Déjà mis en examen dans le volet financier de l'Affaire Karachi, l'homme d'affaires franco-libanais Ziad Takieddine dort désormais en prison, écroué vendredi soir car la justice le soupçonne d'avoir voulu fuir la France.
L'intermédiaire en armement avait été placé en garde à vue jeudi matin par les policiers qui le soupçonnent d'avoir envisagé de se soustraire à la justice, en cherchant à sa procurer un passeport diplomatique de la République dominicaine.
A l'origine des nouveaux ennuis judiciaires de M. Takieddine, une nouvelle perquisition menée cette fois le 11 avril à son luxueux domicile parisien de l'avenue Georges-Mandel (XVIe). A cette occasion, les policiers mettent la main sur un courriel laissant penser que M. Takieddine allait se faire délivrer ce document émis en janvier 2013, qu'il aurait commandé moyennant 200.000 dollars.
Au vu notamment de cette découverte, le parquet de Paris ouvre début mai une information judiciaire pour "corruption d'agent public étranger" et "escroquerie", confiée aux deux juges instruisant le volet financier de l'affaire Karachi, Renaud van Ruymbeke et Roger Le Loire.
A cette procédure viennent d'être jointes deux autres instructions qui visaient M. Takieddine, cette fois pour "fraude fiscale" et "organisation frauduleuse d'insolvabilité".
Déféré vendredi, l'homme d'affaires a été présenté aux magistrats instructeurs qui l'ont mis en examen pour l'ensemble de ces chefs, avant que M. Takieddine ne soit placé en détention provisoire, selon une source judiciaire.
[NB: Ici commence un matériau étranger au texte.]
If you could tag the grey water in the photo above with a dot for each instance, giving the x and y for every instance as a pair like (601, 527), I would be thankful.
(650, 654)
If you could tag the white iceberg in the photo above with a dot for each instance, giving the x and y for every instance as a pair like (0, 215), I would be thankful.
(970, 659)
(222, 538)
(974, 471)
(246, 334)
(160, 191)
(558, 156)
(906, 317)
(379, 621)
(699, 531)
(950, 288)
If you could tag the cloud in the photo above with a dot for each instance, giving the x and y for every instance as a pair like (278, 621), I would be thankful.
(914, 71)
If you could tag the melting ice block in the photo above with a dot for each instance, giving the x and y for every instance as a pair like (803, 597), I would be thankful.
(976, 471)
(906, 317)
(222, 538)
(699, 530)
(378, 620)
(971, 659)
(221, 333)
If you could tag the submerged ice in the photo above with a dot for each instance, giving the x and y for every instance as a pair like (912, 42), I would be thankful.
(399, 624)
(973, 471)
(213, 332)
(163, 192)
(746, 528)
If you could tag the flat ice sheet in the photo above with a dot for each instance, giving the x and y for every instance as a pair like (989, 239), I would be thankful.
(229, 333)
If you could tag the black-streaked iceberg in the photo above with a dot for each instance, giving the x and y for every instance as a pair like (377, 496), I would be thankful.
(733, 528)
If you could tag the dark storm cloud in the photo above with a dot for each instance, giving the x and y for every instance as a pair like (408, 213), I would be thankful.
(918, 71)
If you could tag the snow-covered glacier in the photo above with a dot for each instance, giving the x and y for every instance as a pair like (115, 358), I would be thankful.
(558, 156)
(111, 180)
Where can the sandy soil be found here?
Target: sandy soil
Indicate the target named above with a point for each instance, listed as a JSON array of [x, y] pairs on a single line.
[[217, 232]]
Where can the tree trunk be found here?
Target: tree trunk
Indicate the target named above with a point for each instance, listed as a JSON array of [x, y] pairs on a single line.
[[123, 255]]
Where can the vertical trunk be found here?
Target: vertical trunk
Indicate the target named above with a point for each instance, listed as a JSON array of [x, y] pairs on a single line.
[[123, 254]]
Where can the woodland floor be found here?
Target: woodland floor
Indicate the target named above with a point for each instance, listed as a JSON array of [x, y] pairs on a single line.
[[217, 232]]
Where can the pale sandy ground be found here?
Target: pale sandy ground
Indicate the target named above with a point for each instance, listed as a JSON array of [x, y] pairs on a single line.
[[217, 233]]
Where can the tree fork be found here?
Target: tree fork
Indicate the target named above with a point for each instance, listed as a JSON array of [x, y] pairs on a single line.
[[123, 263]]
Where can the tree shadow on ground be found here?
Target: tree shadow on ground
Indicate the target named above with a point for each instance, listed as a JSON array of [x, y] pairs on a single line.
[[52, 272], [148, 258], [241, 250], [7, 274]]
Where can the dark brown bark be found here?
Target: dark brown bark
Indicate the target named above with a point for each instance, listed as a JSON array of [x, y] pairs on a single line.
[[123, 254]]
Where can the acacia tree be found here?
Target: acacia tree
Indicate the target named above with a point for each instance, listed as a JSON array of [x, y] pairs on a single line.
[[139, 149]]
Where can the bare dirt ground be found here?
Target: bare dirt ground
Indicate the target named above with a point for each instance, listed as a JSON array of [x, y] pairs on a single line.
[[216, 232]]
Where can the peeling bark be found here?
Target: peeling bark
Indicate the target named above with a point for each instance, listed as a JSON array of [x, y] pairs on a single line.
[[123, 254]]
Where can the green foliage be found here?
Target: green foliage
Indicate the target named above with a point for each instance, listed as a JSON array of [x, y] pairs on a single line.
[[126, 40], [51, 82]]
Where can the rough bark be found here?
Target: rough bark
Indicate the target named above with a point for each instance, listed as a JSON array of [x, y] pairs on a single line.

Pour les enquêteurs, il s'agit de comprendre les raisons pour lesquelles M. Takieddine a cherché à obtenir ce document d'identité, alors qu'il n'a pas le droit de quitter le pays, et comment il a pu en financer l'achat, alors que l'essentiel de ses biens a été saisi dans l'enquête Karachi.
ci-dessus
Contacté par l'AFP, un de ses avocats, Me Francis Vuillemin, a affirmé vendredi matin que son client n'avait jamais eu l'intention de quitter le pays et qu'il avait toujours respecté le contrôle judiciaire auquel il est astreint.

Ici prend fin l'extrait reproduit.